2012 Polaris Trail Blazer 330
A mild-powered ATV with a fully automatic transmission is a great tool for bringing a new off-road rider out on the trails. One of the most popular choices of quads in this category is the Polaris Trail Blazer 330, which has a price of $4399. Its competition includes Arctic Cat’s DVX 300 ($3999) and the Can-Am DS250 ($3799). If price is a major issue for you, Polaris does offer the lower-cost Phoenix 200, which sells for a low $3599. Honda, Suzuki and Yamaha’s entry-level sport machines all have manual transmissions.
The transmission, as well as the rest of the components on the Trail Blazer 330, is simple. Aside from a couple of warning lights and a mechanical fuel gauge, instrumentation is minimal; there is no speedo, tach or fancy dash panel. However, there is a fully automatic CVT system that brings power from the air-cooled, single-cylinder, four-stroke engine to the rear wheels only. This chassis is very similar to the 4WD Polaris Scrambler, one of the first sport 4x4s and one of our all-time favorites.
For the two-wheel-drive Trail Blazer, things get going quite easily. There is a keyed ignition, single-lever brakes and a light thumb throttle. The saddle is a bit wide yet comfortable, utilizing full-coverage fenders and floorboards. To get the rear wheels turning, the rider can only select high-range forward or reverse. There is no low-range-transmission option.
What is impressive about this chassis is it has ample wheel travel. Up front, MacPherson struts help keep things stable while allowing just over 8 inches of movement. Out back, a single-shock swingarm moves an impressive 10.5 inches. Hydraulic disc brakes are found at both ends. While we are not a fan of any single-lever brake action to operate front and rear calipers at the same time, for an entry-level rider, it’s not a bad feature.
More features on the Trail Blazer include its huge 4-gallon gas tank. The small, 329cc engine can travel nearly 100 miles between fill-ups. Keeping things simple and cost-effective, the engine is still carbureted, and over the years has proven to be very reliable. Using the manual choke, the Trail Blazer fires up easily, and warmup time is quick. Vibration through the handlebars is noticeable but not bad.

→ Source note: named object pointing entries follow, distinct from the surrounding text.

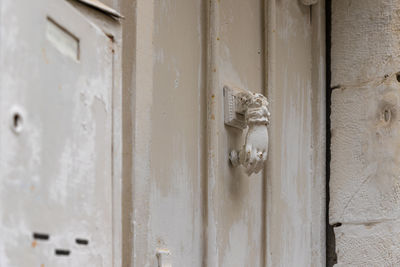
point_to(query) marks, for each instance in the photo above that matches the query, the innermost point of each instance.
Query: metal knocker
(244, 109)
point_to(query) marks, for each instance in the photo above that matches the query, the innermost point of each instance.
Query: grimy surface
(365, 167)
(55, 142)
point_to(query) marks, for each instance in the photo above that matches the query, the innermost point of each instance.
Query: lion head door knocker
(244, 109)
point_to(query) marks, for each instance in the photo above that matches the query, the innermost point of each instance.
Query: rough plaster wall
(364, 185)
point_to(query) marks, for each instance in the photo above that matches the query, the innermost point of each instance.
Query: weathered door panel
(235, 200)
(56, 137)
(187, 198)
(169, 133)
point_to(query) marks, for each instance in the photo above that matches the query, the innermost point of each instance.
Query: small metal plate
(233, 116)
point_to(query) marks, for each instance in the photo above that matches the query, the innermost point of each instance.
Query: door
(56, 83)
(190, 205)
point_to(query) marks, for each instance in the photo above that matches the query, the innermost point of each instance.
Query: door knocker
(244, 109)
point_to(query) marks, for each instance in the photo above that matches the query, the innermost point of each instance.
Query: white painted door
(190, 206)
(56, 80)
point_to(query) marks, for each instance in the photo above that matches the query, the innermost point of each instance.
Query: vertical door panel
(235, 201)
(169, 129)
(55, 144)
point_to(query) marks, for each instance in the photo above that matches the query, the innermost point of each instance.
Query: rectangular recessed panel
(63, 40)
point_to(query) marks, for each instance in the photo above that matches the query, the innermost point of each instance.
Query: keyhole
(387, 115)
(398, 76)
(16, 121)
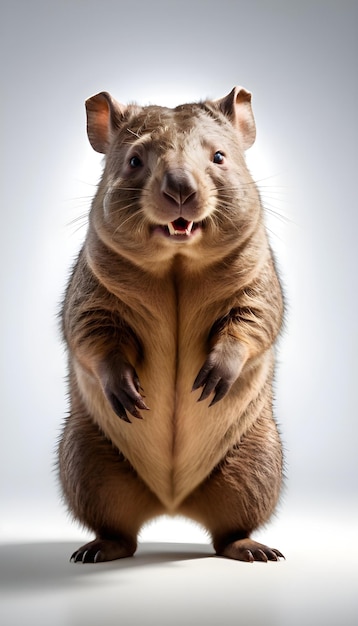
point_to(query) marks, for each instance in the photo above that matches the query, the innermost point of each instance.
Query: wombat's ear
(104, 115)
(237, 107)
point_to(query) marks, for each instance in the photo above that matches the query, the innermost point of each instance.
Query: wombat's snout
(179, 190)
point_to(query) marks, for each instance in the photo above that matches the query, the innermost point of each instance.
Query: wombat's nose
(179, 186)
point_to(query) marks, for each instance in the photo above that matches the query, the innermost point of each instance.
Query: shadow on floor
(46, 565)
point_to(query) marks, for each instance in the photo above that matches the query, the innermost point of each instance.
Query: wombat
(170, 319)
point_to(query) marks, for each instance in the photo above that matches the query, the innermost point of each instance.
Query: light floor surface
(174, 584)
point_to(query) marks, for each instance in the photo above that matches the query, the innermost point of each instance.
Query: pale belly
(180, 440)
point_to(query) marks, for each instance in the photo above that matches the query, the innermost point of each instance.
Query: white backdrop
(299, 60)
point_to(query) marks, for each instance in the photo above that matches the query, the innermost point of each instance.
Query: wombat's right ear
(104, 115)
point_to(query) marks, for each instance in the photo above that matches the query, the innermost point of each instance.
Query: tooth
(173, 231)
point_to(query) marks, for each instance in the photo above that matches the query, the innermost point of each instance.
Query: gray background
(299, 60)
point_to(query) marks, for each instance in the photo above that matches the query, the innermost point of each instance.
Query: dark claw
(85, 556)
(278, 553)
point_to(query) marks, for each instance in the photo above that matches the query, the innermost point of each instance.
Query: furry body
(174, 305)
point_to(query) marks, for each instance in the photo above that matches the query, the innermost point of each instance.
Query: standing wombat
(170, 317)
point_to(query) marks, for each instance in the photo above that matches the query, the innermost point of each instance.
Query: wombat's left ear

Power output is very linear and mellow. There’s enough juice to spin the rear tires on hard packed dirt. However, you are not going to throw any big roosts in the dunes or pop a wheelie on flat ground. You may even have trouble climbing steep inclines with the Trail Blazer since the transmission doesn’t have a low range. On most hills, there’s still enough power to stop and start again without burning up the belt. In fact, on our 2012 test machine, we never even heard the belt slipping or smelled it getting hot.
For the 50 mph top speeds we reached, the brakes on the Trail Blazer did a good job of slowing it down. When you grab the handlebar-mounted lever, both front and rear brake discs are squeezed, and the machine slows down quickly and predictably. If you only use the foot pedal, the rear brakes only lock up if you stand on the pedal, and brake control is hard to manipulate. Plus, the lever is located higher than the integrated foot pegs, so finding it while you are riding is awkward. On this machine we tend to only use the single-handlebar-mounted lever to slow it down.
You sit a littler taller on this machine than you do on other entry-level quads. It has a 35-inch seat height when the average is around 32. However, there is no noticeable body roll, and the machine corners very flat. The cockpit gives you plenty of room to jockey around on, and the floorboards provide a solid platform for your feet to stay planted. About the only complaint we have about the comfort of the machine is that the plastic thumb-throttle housing has sharp edges that you feel on occasion when riding, and the handlebars are about an inch too tall.
Suspension action is actually stiff on the front end for such a mild-mannered machine. There is a plush seat that helps cushion the ride somewhat; however, we wish the shocks were a bit softer. In fact, Polaris uses the exact same shocks and springs on this machine as they do on the 40-pound-heavier, rack-equipped Trail Boss utility machine. The Trail Blazer’s shocks are non-adjustable up front and only preload adjustable in the rear, so tuning them easily is out of the question.
Over the rough bumps, the Trail Blazer does an excellent job soaking up the hits. We couldn’t even bottom out the machine if we tried during normal trail rides. The steering is light, and the ergonomics are liveable. We were disappointed that there is no under-seat storage, or storage of any kind. Polaris did revise the bodywork a few years back to our liking.
For its intended user, the Trail Blazer fits the bill. A complete newbie can hop on this machine and tackle the trails in total confidence. It’s easy to operate and fun to ride for any beginner or novice thrill-seeker. An advanced rider will be looking for more power, for sure, but could still enjoy a day on the trails—as long as his friends are not riding anything faster.